The group also learned that there were significant differences in the number of expensive C-sections performed on low-risk mothers at different hospitals in the same communities.

“We should require health care plans and networks to align reimbursements with results,” she said. “Unfortunately, that is not done now.”

She also said companies need to spend more time promoting wellness and changing workplace and community cultures to help make workers healthier.

“Finally,” she said. “We can’t be satisfied. Wisconsin may be No. 1 or No. 2 in health care. But we are celebrating a score of 80 percent when we should be working for 100 percent. To do that, we have to hold health care vendors and suppliers accountable.”

State Sen. Mark Miller, D-Monona and co-chair of the Legislature’s Joint Finance Committee, also spoke at the conference and stressed the need for dental care to be included in any kind of reform efforts.

Pheifer, of the Family Physicians group, said some primary care doctors are in practices – which he called medical “neighborhoods” – that include dental care.

Similarly, Chris Queram, head of the Wisconsin Collaborative for Healthcare Quality said the state needs “holistic” health care that includes dental coverage.

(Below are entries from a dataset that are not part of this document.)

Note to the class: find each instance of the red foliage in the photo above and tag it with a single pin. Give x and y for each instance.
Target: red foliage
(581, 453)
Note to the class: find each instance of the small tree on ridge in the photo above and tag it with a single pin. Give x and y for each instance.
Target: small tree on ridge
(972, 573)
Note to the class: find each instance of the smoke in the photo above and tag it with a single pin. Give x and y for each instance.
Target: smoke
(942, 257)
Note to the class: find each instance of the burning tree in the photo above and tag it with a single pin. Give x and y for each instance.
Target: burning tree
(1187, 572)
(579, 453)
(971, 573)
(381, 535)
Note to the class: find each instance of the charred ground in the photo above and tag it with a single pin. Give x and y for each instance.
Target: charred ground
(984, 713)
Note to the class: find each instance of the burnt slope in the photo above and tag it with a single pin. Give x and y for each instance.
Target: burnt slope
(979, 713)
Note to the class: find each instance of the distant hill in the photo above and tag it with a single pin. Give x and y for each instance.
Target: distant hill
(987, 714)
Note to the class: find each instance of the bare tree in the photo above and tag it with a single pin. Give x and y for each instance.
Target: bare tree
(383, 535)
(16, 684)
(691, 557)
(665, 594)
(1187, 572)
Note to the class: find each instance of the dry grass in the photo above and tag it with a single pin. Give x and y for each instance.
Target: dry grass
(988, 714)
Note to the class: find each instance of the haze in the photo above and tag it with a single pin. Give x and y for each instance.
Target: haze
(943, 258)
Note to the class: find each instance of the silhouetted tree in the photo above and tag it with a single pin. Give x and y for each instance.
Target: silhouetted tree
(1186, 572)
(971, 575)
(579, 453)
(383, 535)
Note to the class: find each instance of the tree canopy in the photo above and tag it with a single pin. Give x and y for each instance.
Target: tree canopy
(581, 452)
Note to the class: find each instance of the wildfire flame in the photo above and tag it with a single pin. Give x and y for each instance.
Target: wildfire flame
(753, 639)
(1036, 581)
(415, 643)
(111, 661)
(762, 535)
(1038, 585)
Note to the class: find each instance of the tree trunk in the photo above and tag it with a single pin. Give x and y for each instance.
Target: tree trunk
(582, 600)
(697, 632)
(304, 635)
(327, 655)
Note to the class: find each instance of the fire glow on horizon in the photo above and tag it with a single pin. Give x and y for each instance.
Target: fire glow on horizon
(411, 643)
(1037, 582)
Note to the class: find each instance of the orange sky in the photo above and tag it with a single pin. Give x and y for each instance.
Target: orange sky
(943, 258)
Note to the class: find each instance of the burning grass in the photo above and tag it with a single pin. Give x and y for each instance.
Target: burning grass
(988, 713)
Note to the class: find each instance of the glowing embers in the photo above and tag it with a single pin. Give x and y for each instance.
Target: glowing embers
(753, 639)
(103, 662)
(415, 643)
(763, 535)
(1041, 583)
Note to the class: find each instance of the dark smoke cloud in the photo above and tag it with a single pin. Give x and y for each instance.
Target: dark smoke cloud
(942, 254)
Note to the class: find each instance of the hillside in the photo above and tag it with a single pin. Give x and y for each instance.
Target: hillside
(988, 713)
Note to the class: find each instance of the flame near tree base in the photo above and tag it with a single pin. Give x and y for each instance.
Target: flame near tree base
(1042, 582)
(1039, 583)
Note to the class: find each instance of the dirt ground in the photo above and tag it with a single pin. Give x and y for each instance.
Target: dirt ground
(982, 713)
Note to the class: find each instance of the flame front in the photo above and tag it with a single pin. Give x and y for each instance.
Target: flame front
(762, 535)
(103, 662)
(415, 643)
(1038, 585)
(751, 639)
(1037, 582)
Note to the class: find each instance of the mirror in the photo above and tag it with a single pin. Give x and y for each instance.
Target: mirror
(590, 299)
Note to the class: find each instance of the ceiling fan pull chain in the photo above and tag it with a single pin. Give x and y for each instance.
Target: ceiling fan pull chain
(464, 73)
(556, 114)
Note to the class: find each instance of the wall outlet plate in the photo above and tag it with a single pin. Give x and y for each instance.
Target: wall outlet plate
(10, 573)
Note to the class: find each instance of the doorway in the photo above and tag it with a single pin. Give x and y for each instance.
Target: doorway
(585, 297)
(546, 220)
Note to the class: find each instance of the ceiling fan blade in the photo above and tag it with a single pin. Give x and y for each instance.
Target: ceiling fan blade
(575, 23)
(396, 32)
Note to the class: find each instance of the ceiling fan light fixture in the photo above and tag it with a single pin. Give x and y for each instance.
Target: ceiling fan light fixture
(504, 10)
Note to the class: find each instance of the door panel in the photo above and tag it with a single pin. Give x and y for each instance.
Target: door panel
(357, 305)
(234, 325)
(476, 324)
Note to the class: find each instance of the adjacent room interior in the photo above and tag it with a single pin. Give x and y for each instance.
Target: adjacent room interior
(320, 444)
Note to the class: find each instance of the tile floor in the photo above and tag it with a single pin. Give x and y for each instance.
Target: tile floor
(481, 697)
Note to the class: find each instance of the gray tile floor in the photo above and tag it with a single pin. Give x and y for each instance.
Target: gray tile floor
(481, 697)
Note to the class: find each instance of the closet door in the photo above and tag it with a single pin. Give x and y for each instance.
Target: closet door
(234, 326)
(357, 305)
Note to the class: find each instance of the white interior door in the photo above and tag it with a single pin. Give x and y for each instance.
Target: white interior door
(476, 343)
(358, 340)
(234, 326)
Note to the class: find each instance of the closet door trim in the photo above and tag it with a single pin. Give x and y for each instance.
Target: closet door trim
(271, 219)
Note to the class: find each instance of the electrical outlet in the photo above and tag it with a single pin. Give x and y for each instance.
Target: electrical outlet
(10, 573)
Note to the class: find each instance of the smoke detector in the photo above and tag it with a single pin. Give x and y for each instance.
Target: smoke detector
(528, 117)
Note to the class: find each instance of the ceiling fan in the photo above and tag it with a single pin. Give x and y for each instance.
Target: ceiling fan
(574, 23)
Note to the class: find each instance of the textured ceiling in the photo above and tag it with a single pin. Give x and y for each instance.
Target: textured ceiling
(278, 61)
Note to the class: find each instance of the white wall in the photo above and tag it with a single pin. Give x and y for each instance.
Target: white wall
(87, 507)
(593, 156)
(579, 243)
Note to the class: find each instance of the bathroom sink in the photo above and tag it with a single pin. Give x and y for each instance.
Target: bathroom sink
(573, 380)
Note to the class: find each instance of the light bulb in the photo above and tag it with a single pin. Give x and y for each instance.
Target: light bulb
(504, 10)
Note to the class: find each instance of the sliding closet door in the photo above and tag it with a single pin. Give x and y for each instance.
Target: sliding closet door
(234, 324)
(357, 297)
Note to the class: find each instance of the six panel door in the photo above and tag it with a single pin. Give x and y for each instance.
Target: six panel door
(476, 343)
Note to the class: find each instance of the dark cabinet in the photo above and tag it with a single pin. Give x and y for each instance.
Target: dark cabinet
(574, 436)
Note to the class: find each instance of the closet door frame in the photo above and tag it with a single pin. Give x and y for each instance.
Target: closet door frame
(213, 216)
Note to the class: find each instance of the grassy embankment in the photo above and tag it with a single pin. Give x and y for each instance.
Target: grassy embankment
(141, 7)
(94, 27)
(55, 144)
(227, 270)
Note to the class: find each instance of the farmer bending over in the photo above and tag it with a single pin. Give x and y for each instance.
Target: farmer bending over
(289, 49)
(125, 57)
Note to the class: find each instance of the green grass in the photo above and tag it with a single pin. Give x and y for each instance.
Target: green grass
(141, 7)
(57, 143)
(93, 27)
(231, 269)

Other panelists said dental care for children in Dane County is the number one reason for absenteeism by school children. But they noted there’s also a shortage of dentists in the state.

The panelists also touched on the need for mental health care coverage because psychological problems can worsen any health condition. DeMars agreed that mental health should be covered, but said “comparative effectiveness research is badly needed.

“Employers want to know what works,” she said. “Paying for anything and everything is not the answer.”

Because Wisconsin is facing a $2.7 billion deficit, Miller said the state’s ability to fund any new initiatives is extremely limited.

“New money is not there,” he said. “The challenge is to be more efficient. We have to face fiscal realities and we can’t rob K-12 education to pay for new projects.

“”Health care reform won’t happen instantly,” he added. “We must digest federal law changes and look at pilot programs to move toward more efficiencies.”